Judgment, practise, instill, color, flavor, check, program, woolen, humor, theater.
XVII. Write the following words according to the American norms of spelling.
Honour, labour, centre, metre, defence, offence, catalogue, abridgement, gramm, enfold, marvellous.
XVIII. Read the following passage. Give some more examples illustrating the differences in grammar between the two varieties of English.
Q: I thought Americans always said gotten when they used the verb get as a full verb. But you did say I’ve got your point, didn’t you?
M: Yes, I did. You know, it’s a common English belief — almost a superstition — about American usage, but it does turn out on examination, as many other things do, that we are closer together than appears on the surface.
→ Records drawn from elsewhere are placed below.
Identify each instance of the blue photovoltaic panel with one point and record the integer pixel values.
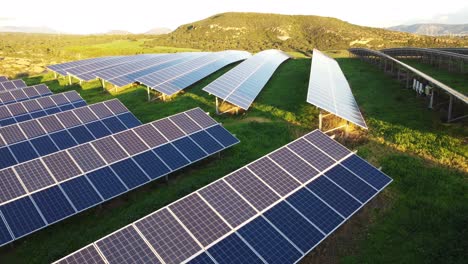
(330, 91)
(263, 225)
(174, 79)
(269, 243)
(71, 180)
(241, 85)
(233, 250)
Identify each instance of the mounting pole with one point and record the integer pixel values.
(449, 116)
Actually, we, Americans, use gotten only when our meaning is «to acquire» or «to obtain». We’ve gotten a new car since you were here last. Now, when we use get to mean «possess» or «to be obliged to» we have exactly the same forms as you do. I’ve got a pen in my pocket. I’ve got to write a letter.
(From A Common Language by A. H. Marckwardt and R. Quirk)
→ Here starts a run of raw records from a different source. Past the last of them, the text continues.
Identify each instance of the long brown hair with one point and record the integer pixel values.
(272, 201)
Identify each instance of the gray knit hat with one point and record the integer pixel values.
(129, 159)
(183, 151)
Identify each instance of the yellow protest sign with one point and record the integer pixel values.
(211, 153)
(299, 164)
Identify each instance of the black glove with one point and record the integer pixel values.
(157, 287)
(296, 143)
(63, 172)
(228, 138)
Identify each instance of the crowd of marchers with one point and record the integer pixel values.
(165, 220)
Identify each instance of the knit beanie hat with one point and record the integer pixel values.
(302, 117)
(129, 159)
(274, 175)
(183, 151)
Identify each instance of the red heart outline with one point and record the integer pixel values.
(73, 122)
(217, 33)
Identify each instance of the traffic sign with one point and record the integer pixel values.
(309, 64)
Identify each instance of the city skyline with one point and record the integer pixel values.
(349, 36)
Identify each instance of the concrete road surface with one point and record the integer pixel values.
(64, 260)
XIX. Bead the following extract. What is a citizen of the USA called? Analyse the suggested variants of names from the point of view of word-building.
It is embarrassing that the citizens of the United States do not have a satisfactory name. In the Declaration of Independence the British colonists called their country the United States of America, thus creating a difficulty. What should the inhabitant of a country with such a long name be called?
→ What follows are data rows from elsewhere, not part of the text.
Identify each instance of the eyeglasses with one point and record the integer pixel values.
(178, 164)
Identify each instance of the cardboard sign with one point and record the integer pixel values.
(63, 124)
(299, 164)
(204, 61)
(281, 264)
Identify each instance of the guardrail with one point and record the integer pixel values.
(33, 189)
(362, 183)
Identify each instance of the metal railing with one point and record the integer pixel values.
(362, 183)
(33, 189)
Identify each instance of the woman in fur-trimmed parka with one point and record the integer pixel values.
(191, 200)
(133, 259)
For more than 150 years those living in the country have searched in vain for a suitable name for themselves. In 1803, a prominent American physician, Dr. Samuel Mitchill, suggested that the entire country should be called Fredonia or Fredon. He had taken the English word freedom and the Latin colonies, and from them coined Fredonia or Fredon. Dr. Mitchill thought that with this word as the name for the country as a whole, the derivative Fredish would follow naturally, corresponding to British, etc. In the same way, he thought, Frede, would be a good name for the inhabitant of Fredonia. But his fellow-citizens laughed at the doctor’s names.
Such citizen names as United Statesian, shortened to Unisian and United Statian were proposed but quickly forgotten. No better success has greeted Usona (United States of North America) as a name for the country and Usonian — for a citizen.
Usage overwhelmingly favours American, as a name for an inhabitant of the USA, though all Americans realize it covers far too much territory.